Eddie groaned, his head dropping down between his hunched shoulder blades. "Christ, please don't. Spare us both your humiliation."

"We divorced because we drifted apart," Sam argued. He realized that despite his best efforts to keep things superficial between himself and Eddie, his youngest brother had succeeded in worming his way into Sam's personal life anyway. "Believe me, I won't make the same mistakes this time. I've spent a lot of time thinking about Tri…I've thought a lot about it. I know that I fucked things up in the past. I didn't appreciate what we had until it was gone. Now that we've both achieved success in our careers apart from one another, I'm hopeful we'll be able to pick back up where we left off."

"Fuck, you are too much sometimes," Eddie said. Then he laughed and grabbed a hold of his drink, spinning on the barstool to face Sam fully. "Listen, don't you ever wonder how Trinity and I got to be such good friends? It's because she used to call me all the time, sometimes in the middle of the night, when you guys were still married. Do you want to know what our main topic of conversation was?"

"No," Sam replied, knowing the answer was probably unavoidable at this point.

"We talked about you, Sam. Specifically you and your career, and the happy marriage you were sharing with it while your bride was calling me to cry on my proverbial shoulder. Case in point: I was the first person Trini called when she had to take the cat to the vet and put her down without you. You were supposed to be home early that night, but you got pulled into a meeting you claimed you couldn't get out of. You were unreachable."

"Cat? What cat?" Sam stared at Eddie for a long moment, trying to gauge whether or not his brother was pulling his leg. What did he have to gain from lying about a pet?

Eddie returned his stare incredulously. "Are you kidding me? The cat! Your cat!"

"Trinity and I never had a cat."

"It was the stray Trinity found in the alleyway behind the agency! She brought it back home with her! You resisted initially, but eventually caved and agreed to let her keep it. Are you seriously telling me you don't remember your own pet?"

The memory was fuzzy to Sam, but he thought he recalled something orange and vaguely feline-shaped. "Trinity has a big heart," he said finally. "But I think you're exaggerating. There's no way the death of a cat was enough to dissolve our marriage."

Eddie heaved a heavy sigh and picked up his drink. "Trini's right. You're a total lost cause."

Sam almost spat up his water. "Trinity said that?" he demanded. "When?"

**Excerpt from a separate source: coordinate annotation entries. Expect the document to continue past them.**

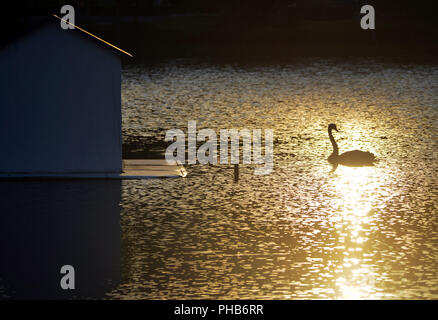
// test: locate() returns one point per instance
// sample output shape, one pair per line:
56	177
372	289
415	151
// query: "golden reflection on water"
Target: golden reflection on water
357	189
301	232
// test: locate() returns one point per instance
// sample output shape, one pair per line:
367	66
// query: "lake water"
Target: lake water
300	232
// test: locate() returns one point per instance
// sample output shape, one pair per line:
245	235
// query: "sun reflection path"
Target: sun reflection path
356	190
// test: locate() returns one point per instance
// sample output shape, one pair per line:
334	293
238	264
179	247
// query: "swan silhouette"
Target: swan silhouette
355	158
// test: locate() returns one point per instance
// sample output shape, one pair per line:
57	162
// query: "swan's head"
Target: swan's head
332	126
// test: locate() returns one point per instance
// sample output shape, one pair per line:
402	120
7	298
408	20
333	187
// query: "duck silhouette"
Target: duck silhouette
355	158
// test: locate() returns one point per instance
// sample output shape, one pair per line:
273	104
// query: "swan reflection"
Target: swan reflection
354	222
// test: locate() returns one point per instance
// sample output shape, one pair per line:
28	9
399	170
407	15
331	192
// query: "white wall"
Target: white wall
60	105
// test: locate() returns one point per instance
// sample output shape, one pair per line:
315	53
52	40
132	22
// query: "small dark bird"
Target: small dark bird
355	158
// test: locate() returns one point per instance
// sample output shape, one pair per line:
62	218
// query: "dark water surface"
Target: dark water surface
301	232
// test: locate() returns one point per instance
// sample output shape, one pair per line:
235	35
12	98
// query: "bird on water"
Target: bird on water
355	158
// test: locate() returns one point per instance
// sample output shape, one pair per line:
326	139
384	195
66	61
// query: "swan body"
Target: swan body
355	158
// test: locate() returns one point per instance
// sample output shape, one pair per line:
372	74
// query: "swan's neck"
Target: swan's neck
334	144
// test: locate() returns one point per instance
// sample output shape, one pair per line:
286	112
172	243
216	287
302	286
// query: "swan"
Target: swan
355	158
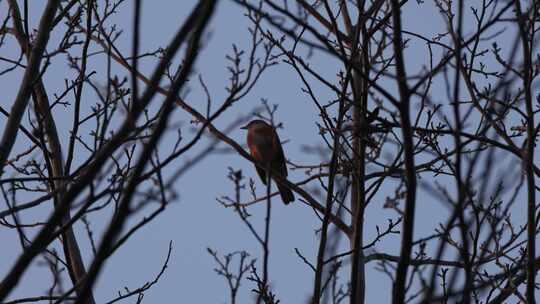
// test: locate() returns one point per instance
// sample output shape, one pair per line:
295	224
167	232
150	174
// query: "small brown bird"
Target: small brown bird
265	147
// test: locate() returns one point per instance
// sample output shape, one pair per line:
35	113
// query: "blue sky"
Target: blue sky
196	220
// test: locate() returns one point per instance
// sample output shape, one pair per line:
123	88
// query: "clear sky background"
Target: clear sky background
196	220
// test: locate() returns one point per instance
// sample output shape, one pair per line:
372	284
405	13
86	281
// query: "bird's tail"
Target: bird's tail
286	194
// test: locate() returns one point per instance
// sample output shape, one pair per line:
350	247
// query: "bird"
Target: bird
265	147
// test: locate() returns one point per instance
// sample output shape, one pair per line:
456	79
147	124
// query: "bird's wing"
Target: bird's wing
262	174
279	163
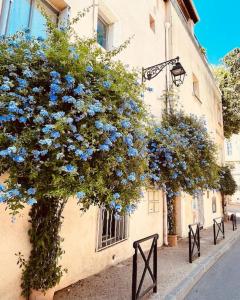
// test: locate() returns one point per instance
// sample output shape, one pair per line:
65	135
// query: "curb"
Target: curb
184	287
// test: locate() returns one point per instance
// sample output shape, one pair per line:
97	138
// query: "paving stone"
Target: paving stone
175	274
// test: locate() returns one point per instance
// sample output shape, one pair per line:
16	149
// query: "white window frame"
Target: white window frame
153	201
109	17
196	87
229	148
6	12
120	229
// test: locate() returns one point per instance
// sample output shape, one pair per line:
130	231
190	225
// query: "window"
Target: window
214	204
219	115
22	14
102	33
152	23
153	201
111	230
196	87
229	148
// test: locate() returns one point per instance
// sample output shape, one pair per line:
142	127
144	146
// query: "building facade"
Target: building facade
159	30
232	158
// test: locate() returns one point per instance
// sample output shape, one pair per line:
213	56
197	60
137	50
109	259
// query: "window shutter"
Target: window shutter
64	16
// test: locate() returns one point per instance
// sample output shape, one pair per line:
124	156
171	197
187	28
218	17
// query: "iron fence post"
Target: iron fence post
190	245
155	266
214	232
223	228
198	229
134	275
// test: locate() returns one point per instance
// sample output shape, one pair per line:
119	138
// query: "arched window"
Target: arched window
17	15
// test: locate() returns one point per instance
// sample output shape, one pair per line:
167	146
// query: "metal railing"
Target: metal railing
233	218
136	290
218	226
194	241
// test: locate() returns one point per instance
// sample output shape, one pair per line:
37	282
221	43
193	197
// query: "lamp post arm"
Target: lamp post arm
151	72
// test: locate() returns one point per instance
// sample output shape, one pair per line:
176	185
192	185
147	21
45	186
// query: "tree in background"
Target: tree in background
228	76
182	157
228	185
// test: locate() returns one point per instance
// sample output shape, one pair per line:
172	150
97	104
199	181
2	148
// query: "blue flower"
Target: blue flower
79	90
58	115
69	168
2	198
124	181
70	80
99	125
27	73
31	201
89	69
55	134
119	173
80	195
36	90
18	159
104	147
132	176
2	188
4	87
79	137
55	74
55	89
126	123
22	83
69	99
119	159
22	120
132	152
13	193
107	84
31	191
130	208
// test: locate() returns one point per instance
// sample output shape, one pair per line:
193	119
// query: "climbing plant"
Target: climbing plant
71	124
182	157
228	75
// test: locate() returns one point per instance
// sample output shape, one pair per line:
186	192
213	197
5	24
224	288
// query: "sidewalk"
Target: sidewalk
176	276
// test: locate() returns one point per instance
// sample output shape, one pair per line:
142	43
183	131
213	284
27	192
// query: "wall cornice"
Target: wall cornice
177	8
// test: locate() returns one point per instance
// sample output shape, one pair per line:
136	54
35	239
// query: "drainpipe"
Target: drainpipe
93	18
165	216
167	27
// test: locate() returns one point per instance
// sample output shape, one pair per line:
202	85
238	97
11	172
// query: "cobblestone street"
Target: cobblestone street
115	282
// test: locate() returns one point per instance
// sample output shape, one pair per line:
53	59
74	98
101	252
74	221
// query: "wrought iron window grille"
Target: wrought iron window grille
111	230
218	227
136	289
194	241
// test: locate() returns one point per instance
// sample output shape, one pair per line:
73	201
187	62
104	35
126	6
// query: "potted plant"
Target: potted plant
172	236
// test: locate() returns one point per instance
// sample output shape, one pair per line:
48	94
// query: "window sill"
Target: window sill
108	246
195	96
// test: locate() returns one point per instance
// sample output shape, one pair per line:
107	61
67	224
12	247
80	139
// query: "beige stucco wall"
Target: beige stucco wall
146	48
79	231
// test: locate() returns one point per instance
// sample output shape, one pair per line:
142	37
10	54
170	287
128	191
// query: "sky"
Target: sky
218	30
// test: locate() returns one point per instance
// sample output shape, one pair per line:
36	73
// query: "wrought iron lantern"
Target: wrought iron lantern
178	74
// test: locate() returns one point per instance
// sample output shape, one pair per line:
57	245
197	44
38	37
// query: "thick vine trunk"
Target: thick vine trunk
171	216
42	271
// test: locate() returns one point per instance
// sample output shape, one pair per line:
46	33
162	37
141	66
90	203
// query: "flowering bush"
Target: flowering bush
182	158
228	185
72	124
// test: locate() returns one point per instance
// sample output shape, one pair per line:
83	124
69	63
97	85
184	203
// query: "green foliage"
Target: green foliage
42	271
182	157
228	76
72	122
227	182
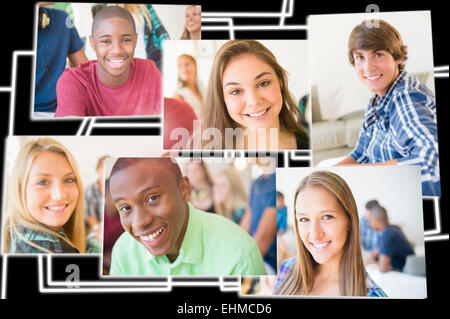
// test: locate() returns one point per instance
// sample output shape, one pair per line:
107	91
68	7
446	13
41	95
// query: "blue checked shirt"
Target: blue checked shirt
402	125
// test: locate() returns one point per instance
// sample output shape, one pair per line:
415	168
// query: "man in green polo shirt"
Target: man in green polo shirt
165	235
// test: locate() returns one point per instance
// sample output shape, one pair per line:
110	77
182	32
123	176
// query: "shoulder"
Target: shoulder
410	93
125	242
373	290
44	242
56	13
176	106
222	232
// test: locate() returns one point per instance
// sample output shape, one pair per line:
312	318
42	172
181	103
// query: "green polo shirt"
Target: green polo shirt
212	246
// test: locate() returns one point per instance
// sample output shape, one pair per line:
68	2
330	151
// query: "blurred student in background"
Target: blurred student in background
57	41
93	201
201	186
393	246
189	87
260	217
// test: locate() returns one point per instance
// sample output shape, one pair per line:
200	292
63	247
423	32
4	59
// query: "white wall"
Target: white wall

Eddie smiled sadly and shook his head. "I'm afraid I'm not available to discuss anything other than the onboarding at the moment. Oh, is that the check?" he asked as the female bartender returned to slip him a piece of paper. She sashayed away, and Eddie held up the receipt to look. "Nope. Something better." He grinned and presented the handwritten digits for Sam's inspection. "Her number. Looks like you're the only one going home alone tonight, brother."

Eddie downed the remainder of his drink, slapped Sam on the back, and strolled off down the bar. As always, he left a sticky mess behind him for someone else to clean up.

Sam stared at his water, and tried not to think how out of place, and completely inadequate, it really was.